Entretien de votre installation : les gestes simples pour durer

Une installation qui vit longtemps repose sur un entretien régulier. Le contexte local, avec ses feuilles mortes à l’automne, impose une attention particulière aux gouttières. Chaque saison demande des gestes simples, réalisables en une heure.

La vidange annuelle du bassin fait partie des opérations à ne pas négliger. Elle permet de contrôler l’état du fond, des parois et du regard de filtration.

Calendrier d’entretien de la cuve et des filtres

Voici un rythme de maintenance éprouvé :

  • Vérification visuelle de la cuve chaque mois
  • Nettoyage des filtres tous les trois mois
  • Débranchement des gouttières et nettoyage des feuilles mortes avant l’hiver
  • Contrôle du niveau d’eau après des pluies fortes
  • Vidange et inspection complète une fois par an

Faut-il confier l’entretien à un professionnel ? Pour un usage domestique, l’entretien courant reste à la portée d’un bricoleur motivé

En cas d’usage avec lave-linge, un carnet sanitaire doit être tenu à jour. Quelques mesures simples évitent les mauvaises surprises : vérifier l’absence de fuites, surveiller l’évaporation pour un bassin ouvert, garder le regard de visite dégagé. Un entretien régulier assure une eau limpide et prolonge la durée de vie du matériel.

L’eau pluviale est une ressource trop précieuse pour être gaspillée. Chaque installation de récupération eau de pluie, qu’elle soit modeste ou ambitieuse, devient un acte utile pour l’écologie et l’économie d’eau du foyer. À l’image des anciennes citernes de ferme que l’on redécouvre dans le patrimoine rural du Sud-Ouest, ces équipements retrouvent leurs lettres de noblesse.

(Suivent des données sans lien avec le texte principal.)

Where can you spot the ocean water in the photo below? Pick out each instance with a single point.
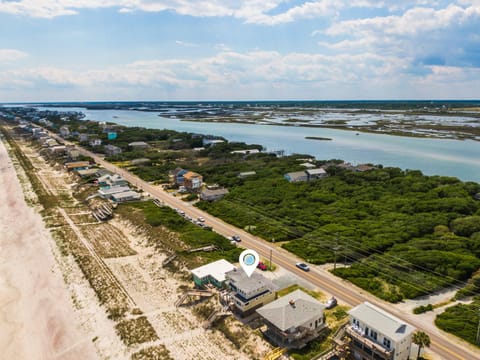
(432, 156)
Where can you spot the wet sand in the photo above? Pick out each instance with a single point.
(37, 318)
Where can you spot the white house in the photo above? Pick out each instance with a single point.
(212, 273)
(377, 334)
(64, 131)
(95, 142)
(293, 320)
(249, 293)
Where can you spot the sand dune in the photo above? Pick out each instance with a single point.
(37, 320)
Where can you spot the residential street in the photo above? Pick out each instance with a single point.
(447, 347)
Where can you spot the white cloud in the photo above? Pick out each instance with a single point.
(412, 22)
(251, 11)
(186, 43)
(11, 55)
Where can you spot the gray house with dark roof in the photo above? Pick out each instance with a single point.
(293, 320)
(377, 334)
(249, 293)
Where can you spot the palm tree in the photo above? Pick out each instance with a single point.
(421, 339)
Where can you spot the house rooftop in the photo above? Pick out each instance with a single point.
(318, 171)
(292, 310)
(382, 321)
(191, 175)
(113, 190)
(210, 192)
(216, 269)
(138, 143)
(250, 284)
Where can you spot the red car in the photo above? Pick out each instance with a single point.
(262, 266)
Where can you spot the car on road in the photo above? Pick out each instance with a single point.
(303, 266)
(331, 303)
(262, 266)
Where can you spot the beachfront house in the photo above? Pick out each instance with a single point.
(297, 176)
(192, 181)
(126, 196)
(64, 131)
(314, 174)
(249, 293)
(112, 150)
(95, 142)
(377, 334)
(77, 165)
(110, 180)
(212, 273)
(293, 320)
(176, 176)
(213, 194)
(73, 153)
(138, 145)
(306, 175)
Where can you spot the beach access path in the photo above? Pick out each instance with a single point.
(37, 319)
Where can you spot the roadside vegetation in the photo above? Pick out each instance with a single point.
(461, 320)
(185, 235)
(400, 233)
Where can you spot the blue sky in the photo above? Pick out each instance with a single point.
(68, 50)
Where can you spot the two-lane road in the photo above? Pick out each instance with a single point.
(442, 345)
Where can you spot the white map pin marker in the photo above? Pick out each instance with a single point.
(249, 260)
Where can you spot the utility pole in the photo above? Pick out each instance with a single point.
(346, 248)
(335, 249)
(271, 251)
(478, 329)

Ce que vous avez peur de demander

Est-ce que je peux utiliser l'eau de pluie pour tout à la maison ?

Pas directement. Il faut un réseau séparé et un traitement adapté si vous visez les usages intérieurs comme les WC ou le lave-linge.

Faut-il une autorisation pour poser une citerne de 10 m³ ?

Une déclaration préalable en mairie est souvent exigée, notamment pour les cuves enterrées. Renseignez-vous aussi sur les règles d'urbanisme locales.

Ça vaut le coup d'installer un bassin à ciel ouvert ?

Pour un gros volume, oui, surtout dans le vignoble ou pour l'irrigation. Attention à l'évaporation estivale et aux algues, qui demandent un entretien régulier.

Quelle différence entre une cuve PEHD et une citerne béton ?

La cuve PEHD est légère et rapide à poser, mais le béton neutralise mieux l'acidité naturelle de l'eau pluie. Pour les usages intérieurs, le béton a un vrai avantage.